Parallel data management for complex queries over many records, using a familiar SQL-like syntax.
This page covers Couchbase’s traditional Analytics Service, for long-running queries. A separate, as-a-service offering — Capella columnar — offers real-time analytics.
Columnar SDKs
SDKs for Capella Columnar — Couchbase’s analytical database (RT-OLAP) for real time apps and operational intelligence — are available for the Java, Node.js, and Python platforms. See the Capella Columnar SDK pages for more information. |
For complex and long-running queries, involving large ad hoc join, set, aggregation, and grouping operations, Couchbase Data Platform offers the Couchbase Analytics Service (CBAS). This is the analytic counterpart to our operational data focussed Query Service.
The analytics service is available in Capella operational or the Enterprise Edition of self-managed Couchbase Server.
Getting Started
After familiarizing yourself with our introductory primer,
in particular creating a dataset and linking it to a bucket to shadow the operational data,
try Couchbase Analytics using the Go SDK.
Intentionally, the API for analytics is very similar to that of the query service.

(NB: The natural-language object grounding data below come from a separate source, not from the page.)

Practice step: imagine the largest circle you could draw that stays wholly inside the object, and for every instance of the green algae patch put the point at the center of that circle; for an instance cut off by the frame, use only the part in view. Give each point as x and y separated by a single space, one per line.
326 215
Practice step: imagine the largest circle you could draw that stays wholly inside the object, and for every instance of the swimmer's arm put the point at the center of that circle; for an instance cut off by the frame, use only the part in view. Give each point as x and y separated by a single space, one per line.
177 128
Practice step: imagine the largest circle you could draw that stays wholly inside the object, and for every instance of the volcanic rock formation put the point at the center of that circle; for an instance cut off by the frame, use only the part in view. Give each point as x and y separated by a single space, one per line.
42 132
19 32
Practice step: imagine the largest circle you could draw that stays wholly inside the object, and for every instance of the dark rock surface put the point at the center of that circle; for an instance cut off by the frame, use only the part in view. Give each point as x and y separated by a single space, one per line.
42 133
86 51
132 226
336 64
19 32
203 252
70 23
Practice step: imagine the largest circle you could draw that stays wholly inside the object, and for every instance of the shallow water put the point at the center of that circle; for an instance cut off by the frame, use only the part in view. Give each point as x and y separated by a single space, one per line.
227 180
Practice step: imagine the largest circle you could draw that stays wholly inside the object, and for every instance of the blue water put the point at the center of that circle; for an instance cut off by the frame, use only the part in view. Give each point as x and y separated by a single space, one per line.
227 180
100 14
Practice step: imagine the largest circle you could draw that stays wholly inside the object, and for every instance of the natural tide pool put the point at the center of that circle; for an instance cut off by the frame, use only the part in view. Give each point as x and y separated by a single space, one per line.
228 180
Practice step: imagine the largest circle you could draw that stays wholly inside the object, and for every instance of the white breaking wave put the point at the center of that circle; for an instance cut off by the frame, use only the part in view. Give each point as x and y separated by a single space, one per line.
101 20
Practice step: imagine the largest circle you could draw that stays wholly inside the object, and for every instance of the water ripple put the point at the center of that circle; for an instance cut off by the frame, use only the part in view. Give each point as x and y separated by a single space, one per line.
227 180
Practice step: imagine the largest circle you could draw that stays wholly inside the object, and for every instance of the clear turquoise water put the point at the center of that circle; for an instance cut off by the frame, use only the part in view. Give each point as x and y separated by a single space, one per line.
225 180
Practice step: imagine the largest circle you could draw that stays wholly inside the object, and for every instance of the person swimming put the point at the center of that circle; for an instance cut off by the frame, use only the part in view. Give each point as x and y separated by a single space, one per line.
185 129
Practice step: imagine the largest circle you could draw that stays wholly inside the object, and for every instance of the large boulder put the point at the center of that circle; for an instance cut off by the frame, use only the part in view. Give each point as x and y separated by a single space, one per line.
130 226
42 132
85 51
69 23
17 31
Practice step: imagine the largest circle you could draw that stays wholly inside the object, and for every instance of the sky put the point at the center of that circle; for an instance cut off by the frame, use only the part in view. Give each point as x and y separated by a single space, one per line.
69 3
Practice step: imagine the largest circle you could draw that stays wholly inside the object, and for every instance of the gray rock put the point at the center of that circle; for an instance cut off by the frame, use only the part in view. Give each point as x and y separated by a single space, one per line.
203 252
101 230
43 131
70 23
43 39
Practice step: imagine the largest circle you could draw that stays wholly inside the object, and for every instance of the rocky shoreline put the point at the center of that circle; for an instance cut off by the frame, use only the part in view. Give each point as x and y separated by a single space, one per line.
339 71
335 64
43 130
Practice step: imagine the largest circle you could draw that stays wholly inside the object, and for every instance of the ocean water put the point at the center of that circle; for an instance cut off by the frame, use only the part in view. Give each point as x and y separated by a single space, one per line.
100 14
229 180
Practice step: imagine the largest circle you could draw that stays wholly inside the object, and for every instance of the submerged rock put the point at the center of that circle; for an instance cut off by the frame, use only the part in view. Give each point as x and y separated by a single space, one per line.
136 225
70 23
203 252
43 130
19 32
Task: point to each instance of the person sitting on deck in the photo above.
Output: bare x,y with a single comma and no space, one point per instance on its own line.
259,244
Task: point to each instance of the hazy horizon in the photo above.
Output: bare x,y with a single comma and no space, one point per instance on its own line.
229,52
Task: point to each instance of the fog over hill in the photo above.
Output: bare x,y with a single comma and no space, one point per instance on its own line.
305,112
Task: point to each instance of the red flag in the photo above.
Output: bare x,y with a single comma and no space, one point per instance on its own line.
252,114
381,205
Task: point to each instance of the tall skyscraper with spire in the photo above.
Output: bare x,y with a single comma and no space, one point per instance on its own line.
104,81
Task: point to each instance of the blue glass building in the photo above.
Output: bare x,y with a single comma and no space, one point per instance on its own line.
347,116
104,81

In these examples we will be using an airports
dataset created on the travel-sample
bucket.
In Go SDK 1.x, Analytics was only available on the Bucket
object;
in Go SDK 2.x, Analytics queries are submitted using the Cluster reference, not a Bucket or Collection:
When using a Couchbase version < 6.5 you must create a valid Bucket connection using cluster.Bucket(name) before you can use Analytics.
|
opts := gocb.ClusterOptions{
Authenticator: gocb.PasswordAuthenticator{
Username: "Administrator",
Password: "password",
},
}
cluster, err := gocb.Connect("localhost", opts)
if err != nil {
panic(err)
}
// For Server versions 6.5 or later you do not need to open a bucket here
b := cluster.Bucket("travel-sample")
// We wait until the bucket is definitely connected and setup.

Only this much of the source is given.